Dr. Giulia Siravegna, from the Candiolo Cancer Institute, demonstrated how to overcome the difficulties in accessing tissue samples from resistant colorectal cancer by using liquid biopsies for our understanding of the heterogeneous molecular bases of secondary resistance to EGFR blockade [55]. The aim of her study was to demonstrate the way liquid biopsies could be exploited to genotype colorectal cancers using circulating tumor DNA (ctDNA), to compare molecular profiles obtained in tissue and ctDNA, identify molecular mechanisms of resistance to EGFR blockade in CRC patients and to monitor clonal evolution during therapy. She addressed the point that tissue-based tumor profiles are subjected to sampling bias, provide only a snapshot of the tumor heterogeneity and cannot be obtained repeatedly. Dr. Siravegna presented her data on 100 CRC patients with 200 samples analyzed (plasma samples and matched tissue DNA) showing 97% plasma-tissue concordance [56]. She presented data showing that ctDNA was used to genotype colorectal tumors and track clonal evolution during treatment with anti-EGFR antibodies, identifying alterations underlying primary and acquired resistance in KRAS, NRAS, MET, ERBB2, EGFR and MAP2K1 genes.
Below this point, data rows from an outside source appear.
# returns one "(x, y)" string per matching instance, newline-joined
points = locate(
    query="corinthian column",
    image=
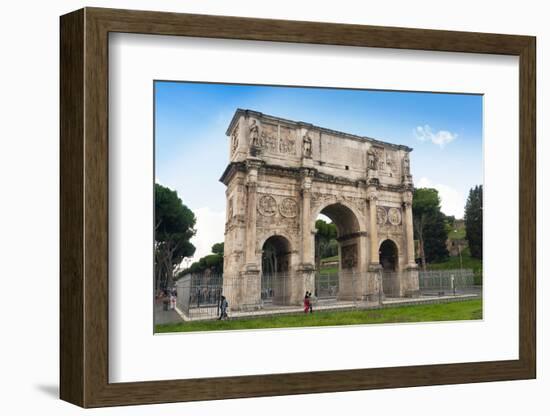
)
(409, 231)
(373, 227)
(251, 203)
(307, 236)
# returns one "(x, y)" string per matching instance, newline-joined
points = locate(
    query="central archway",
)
(346, 282)
(276, 265)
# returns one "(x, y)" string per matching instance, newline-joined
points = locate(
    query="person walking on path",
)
(310, 302)
(223, 308)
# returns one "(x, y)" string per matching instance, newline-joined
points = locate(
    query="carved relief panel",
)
(349, 256)
(277, 212)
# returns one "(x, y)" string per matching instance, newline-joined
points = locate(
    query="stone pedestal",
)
(410, 282)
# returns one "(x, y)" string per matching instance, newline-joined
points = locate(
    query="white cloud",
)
(452, 201)
(440, 138)
(210, 228)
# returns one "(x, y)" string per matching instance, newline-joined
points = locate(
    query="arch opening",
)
(276, 265)
(337, 252)
(388, 256)
(389, 261)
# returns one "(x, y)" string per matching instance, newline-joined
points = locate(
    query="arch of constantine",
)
(281, 175)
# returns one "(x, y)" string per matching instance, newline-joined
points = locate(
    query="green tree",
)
(218, 248)
(473, 221)
(174, 227)
(429, 226)
(211, 262)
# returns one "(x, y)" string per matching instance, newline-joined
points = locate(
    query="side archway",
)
(276, 266)
(389, 260)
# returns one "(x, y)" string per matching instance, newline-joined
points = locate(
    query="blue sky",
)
(191, 151)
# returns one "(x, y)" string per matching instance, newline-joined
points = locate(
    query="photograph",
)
(288, 206)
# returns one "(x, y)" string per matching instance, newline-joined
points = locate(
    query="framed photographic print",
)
(255, 207)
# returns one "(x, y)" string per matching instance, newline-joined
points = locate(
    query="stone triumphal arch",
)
(281, 175)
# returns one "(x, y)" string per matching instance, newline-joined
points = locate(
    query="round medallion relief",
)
(381, 215)
(267, 206)
(288, 208)
(394, 216)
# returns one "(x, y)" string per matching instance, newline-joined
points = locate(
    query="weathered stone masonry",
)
(282, 174)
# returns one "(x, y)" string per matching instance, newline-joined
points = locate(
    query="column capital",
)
(372, 196)
(407, 199)
(253, 164)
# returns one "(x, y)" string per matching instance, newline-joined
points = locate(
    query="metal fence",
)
(448, 282)
(199, 297)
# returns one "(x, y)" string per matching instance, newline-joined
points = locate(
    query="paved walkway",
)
(201, 314)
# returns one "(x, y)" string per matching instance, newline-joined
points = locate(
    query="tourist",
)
(172, 301)
(165, 300)
(223, 308)
(310, 302)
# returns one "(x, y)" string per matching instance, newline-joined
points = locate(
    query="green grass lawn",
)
(452, 311)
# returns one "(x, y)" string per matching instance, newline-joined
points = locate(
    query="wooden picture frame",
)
(84, 207)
Additionally, it was found that mutant KRAS clones that emerged during EGFR blockade declined upon withdrawal of anti-EGFR antibodies, indicating that clonal evolution continues beyond clinical progression [57, 58]. ctDNA profiles of individuals who benefit from multiple challenges with anti-EGFR antibodies exhibit pulsatile levels of mutant KRAS, providing a molecular explanation for the efficacy of rechallenge therapies based on EGFR blockade. Remarkably, ctDNA analyses were instrumental to show that responses to targeted therapies can be driven by distinct resistance mechanisms arising within separate tumor lesions in the same patient [59]. As more trials evaluating targeted therapy strategies designed to overcome specific acquired resistance mechanisms enter the clinic, genomic results from single-tumor biopsies should be interpreted with caution. By contrast, liquid biopsy approaches have the potential to detect the presence of simultaneous resistance mechanisms residing in separate metastases in a single patient and to monitor the effects of subsequent targeted therapies [60].
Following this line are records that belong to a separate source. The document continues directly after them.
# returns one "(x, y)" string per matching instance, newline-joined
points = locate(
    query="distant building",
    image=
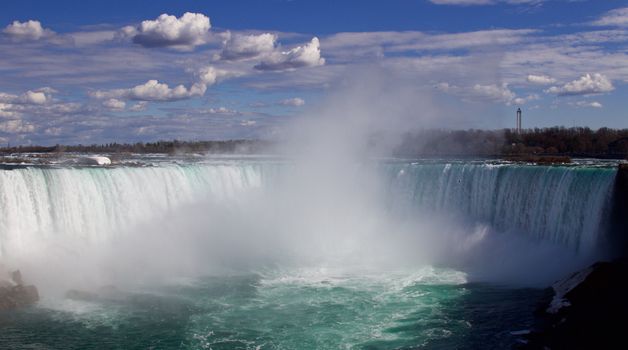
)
(518, 128)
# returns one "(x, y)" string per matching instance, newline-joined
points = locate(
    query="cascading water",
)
(564, 205)
(56, 224)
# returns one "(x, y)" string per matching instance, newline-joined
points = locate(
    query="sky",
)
(74, 71)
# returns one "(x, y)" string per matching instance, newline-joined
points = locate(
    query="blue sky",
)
(104, 71)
Dr. Raskin from the Sheba medical Center discussed his experience with thousands of patient encounters in clinical trials in order to demonstrate the practical use of image-based criteria in the context of randomized clinical trials. Medical oncology depends on an accurate assessment of tumor response to therapy. In the case of solid tumors, radiological imaging has assumed a dominant role in assessing response, because it can provide reliable and mostly objective measurements of tumor size. RECIST (Response Evaluation Criteria in Solid Tumours) is one of a family of systems with definitions and rules for measuring tumours and assigning them to discrete categories of response [61,62,63,64]. RECIST has emerged as the most common methodology for determining response to therapy in the field of clinical trials; its principles may be applied to the general practice of oncology, as well. The results of clinical trials are also of scientific merit, and, therefore, RECIST has become an accepted measure of efficacy both for regulatory approval and for advancing scientific knowledge regarding novel therapies. In this richly illustrated talk, Dr. Raskin examined RECIST and other similar image-based methodologies, with an emphasis on both objective and subjective criteria in assessing tumor response. Specific problem areas, such as non-measurable disease and “pseudoprogression” were addressed.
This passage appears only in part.